To answer questions of clinical effectiveness, randomized cluster crossover trials must be integrated into the standard processes of clinical care. As such, data points and study outcomes must be routinely evaluated and documented by frontline healthcare providers. To minimize the time and costs associated with data collection, most or all data points should ideally be stored in electronic medical records (EMRs) suitable for exportation into the trial data set. In addition, study endpoints need to be objectively defined, measured in a similar way across clusters, and of central importance to patients. For the B-Free trial, we respected these principles by only collecting patient and surgical characteristics already collected for administrative purposes and choosing a primary outcome that was both important to patients and routinely assessed and documented by nursing staff providing postoperative care. Delirium after cardiac surgery is routinely measured as it is considered a quality of care metric in most centres. Two validated tools are recommended to assess delirium in the ICU:25 the Confusion Assessment Method27 and Intensive Care Delirium Screening Checklist.28 These validated tools both generate a binary assessment of whether delirium is present or absent and have been shown to be both sensitive and specific in its detection.25 All data collected within B-Free are either directly entered or scanned into the electronic medical record. Most data are available for download into the study database, with only a few data points manually extracted from patient charts by study personnel.

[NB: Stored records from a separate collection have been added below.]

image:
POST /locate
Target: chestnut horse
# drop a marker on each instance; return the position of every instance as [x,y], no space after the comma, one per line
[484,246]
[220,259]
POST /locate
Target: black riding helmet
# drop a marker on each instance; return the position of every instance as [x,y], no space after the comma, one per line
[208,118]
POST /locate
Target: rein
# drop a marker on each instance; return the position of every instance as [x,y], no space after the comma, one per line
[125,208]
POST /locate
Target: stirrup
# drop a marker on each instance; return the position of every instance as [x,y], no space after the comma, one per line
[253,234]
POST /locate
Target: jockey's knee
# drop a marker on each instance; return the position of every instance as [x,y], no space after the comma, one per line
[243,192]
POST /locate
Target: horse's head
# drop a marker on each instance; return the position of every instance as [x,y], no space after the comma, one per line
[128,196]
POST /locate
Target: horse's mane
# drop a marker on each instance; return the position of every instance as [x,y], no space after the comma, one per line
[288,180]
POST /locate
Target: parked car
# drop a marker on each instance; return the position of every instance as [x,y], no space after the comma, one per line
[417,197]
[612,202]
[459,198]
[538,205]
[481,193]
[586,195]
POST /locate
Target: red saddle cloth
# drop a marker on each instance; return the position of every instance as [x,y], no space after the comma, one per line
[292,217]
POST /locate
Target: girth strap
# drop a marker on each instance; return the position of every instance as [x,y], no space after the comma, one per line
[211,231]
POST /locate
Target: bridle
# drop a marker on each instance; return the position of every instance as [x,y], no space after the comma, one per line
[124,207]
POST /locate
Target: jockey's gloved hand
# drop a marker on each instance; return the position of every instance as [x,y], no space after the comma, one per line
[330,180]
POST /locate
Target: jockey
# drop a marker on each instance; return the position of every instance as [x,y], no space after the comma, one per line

Ethical considerations for randomized cluster crossover trials

The interventions evaluated within randomized cluster crossover trials are applied at the cluster level. Consent to participate is therefore obtained at the cluster rather than the patient level, thereby ensuring representative sampling and enrolment of all eligible patients. Though randomization at the cluster level does not automatically abnegate the need for individual consent, for a randomized cluster crossover trial to evaluate the impact of policy change broadly applied at the level of a cluster, a research ethics board waiver of the need for individual consent is key. If this waiver cannot be obtained, the efficiency gained by cluster randomization is lost.

The Tri-Council Policy Statement (TCPS2) requires a study to fulfill several conditions for individual consent to be waived, most importantly:29

  1. (1)

    The alteration to consent requirements is necessary to address the research question.

  2. (2)

    The lack of a priori consent will not have an adverse impact on participant welfare.

  3. (3)

    The benefits of the research, whether direct, indirect, or societal, justify any risks associated with the absence of a priori consent.

In a cluster-randomized trial, the unit of randomization is the cluster rather than the individual. Although individual patients may participate in the research, it may not be possible for a patient to provide or withhold consent to an intervention as it is implemented at the level of the health system rather than the patient. Centres studying SOPs using this methodologic approach typically notify patients that a study of hospital policy is taking place and that their anonymous data are being collected. Though they are not able to opt out of the SOP being studied, patients may withdraw the data being collected that pertain to them. Consistent with the requirements of the TCPS2, this involves some form of notification, usually in the form of a letter of information, provided to patients prior to receiving the intervention being studied or having their data collected.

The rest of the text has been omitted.